This bird is native to the canyons and ridges of the western US, and is not a traditional bird used for falconry as it is not native to Europe or Asia. The Prairie Falcon nests in cliffs and cliff ledges. Some falconers have noted a more Accipiter-like behavior to the Prairie, which many who like to fly falcons tend to steer away from. These are seen as more emotional birds by some than many of the other falcons.
The Prairie falcon has the sandy tan and brown colorings of the landscape from which it comes. It is very similar to the Peregrine in size, although tends to be smaller, shape, and the mask markings, or mustache, however it is in brown tones while the Peregrine has the distinct blue-gray. One distinguishing mark here is the dark triangular patch underneath each wing.
Typical quarry caught with the Prairie are small and medium sized birds such as waterfowl, grouse, pheasants, ducks, huns, quail, and small mammals. A tiercel Prairie Falcon is excellent on doves. This bird is highly adaptable in its hunting style and a very opportunistic hunter eating mammals and birds about equally. In the wild it tends to hunt blackbirds, horned larks, doves, quail, pigeon, and will also take gophers, ground squirrels, rats, and insects, particularly grasshoppers. Her hunting style tends to be a long straight line descent at a low angle.
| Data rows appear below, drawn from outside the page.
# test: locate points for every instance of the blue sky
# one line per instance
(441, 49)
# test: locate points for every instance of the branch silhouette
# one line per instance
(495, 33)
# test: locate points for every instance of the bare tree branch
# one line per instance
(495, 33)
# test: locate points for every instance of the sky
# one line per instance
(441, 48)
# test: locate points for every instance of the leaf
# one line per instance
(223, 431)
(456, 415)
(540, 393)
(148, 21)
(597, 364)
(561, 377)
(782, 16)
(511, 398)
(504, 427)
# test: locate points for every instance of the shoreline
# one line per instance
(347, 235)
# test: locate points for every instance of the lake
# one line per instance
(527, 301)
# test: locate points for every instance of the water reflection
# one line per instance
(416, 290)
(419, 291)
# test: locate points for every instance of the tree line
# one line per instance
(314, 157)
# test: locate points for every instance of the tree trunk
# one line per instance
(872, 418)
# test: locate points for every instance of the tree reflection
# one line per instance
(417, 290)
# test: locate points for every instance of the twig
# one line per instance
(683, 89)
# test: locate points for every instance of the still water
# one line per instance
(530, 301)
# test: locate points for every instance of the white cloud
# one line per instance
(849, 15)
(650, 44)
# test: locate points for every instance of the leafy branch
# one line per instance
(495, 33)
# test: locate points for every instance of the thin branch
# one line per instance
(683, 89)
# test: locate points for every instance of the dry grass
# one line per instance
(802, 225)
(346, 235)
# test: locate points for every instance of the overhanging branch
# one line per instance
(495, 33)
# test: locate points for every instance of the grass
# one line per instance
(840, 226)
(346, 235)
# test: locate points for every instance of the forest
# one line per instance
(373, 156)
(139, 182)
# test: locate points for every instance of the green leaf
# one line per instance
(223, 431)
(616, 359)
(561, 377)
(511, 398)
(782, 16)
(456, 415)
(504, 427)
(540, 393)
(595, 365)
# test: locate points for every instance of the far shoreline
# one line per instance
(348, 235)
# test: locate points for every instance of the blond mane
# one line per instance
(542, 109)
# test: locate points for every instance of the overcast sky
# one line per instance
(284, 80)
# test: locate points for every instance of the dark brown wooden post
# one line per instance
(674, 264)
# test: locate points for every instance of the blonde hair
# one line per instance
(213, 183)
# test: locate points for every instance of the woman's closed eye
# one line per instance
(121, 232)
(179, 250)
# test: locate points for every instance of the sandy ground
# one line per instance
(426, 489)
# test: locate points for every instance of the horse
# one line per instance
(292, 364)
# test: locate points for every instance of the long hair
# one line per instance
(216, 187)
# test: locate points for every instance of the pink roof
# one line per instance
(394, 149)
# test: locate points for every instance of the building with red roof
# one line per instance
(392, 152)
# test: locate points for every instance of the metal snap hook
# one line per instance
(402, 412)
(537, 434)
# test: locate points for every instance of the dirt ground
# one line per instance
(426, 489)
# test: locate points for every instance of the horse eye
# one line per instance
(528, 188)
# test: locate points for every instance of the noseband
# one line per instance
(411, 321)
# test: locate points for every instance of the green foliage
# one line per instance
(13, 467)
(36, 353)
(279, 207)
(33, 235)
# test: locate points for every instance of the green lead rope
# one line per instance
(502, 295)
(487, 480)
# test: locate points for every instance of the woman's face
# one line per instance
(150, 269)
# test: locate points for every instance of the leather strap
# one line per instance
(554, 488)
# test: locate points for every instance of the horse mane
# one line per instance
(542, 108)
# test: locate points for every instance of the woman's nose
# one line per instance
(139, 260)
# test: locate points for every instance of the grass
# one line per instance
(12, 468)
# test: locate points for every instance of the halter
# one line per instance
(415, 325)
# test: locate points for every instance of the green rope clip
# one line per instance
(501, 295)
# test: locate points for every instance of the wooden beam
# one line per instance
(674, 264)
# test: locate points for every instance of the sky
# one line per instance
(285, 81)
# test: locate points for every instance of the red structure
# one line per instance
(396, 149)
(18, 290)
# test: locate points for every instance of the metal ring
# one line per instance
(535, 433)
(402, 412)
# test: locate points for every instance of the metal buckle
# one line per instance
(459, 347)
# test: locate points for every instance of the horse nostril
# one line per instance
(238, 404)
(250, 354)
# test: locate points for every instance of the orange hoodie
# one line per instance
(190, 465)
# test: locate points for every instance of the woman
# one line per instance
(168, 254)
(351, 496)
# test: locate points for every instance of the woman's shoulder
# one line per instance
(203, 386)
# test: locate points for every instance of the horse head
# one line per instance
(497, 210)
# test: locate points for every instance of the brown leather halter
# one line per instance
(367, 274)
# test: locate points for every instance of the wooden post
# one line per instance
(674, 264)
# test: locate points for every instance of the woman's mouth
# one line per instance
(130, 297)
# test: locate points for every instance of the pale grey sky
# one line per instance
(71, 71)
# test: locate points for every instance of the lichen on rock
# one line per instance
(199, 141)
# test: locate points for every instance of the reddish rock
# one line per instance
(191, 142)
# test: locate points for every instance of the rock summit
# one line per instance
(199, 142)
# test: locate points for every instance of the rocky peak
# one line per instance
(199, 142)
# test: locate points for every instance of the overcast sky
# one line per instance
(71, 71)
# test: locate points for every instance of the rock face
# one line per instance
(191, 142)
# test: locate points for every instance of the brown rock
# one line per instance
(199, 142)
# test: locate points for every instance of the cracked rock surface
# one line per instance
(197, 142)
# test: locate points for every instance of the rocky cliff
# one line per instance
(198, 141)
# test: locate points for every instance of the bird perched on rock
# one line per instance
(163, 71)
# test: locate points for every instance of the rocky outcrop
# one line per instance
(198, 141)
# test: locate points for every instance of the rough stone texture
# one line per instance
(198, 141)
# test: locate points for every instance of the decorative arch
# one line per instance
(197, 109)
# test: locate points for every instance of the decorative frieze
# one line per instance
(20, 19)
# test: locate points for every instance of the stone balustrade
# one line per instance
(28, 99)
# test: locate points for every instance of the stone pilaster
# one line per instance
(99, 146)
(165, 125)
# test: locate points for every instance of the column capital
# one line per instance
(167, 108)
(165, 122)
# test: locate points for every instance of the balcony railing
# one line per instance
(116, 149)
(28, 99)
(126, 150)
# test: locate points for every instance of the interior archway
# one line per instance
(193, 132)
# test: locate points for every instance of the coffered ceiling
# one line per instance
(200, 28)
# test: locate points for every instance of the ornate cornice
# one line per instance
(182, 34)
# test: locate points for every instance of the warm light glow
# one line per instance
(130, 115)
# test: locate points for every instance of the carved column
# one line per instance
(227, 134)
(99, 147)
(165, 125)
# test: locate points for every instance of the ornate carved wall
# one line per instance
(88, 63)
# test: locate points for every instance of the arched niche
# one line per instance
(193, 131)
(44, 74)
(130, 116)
The Prairie Falcon is a very versatile hunter applying whichever hunting method will succeed. They prefer nesting on cliff ledges facing south or south-east overlooking arid or semi-arid country. A cliff marked with blow flies and whitewash is a sure sign that it is a Prairie eyrie.
This bird is nicknamed the American Lanner Falcon.
The Prairie Falcon tends not to migrate.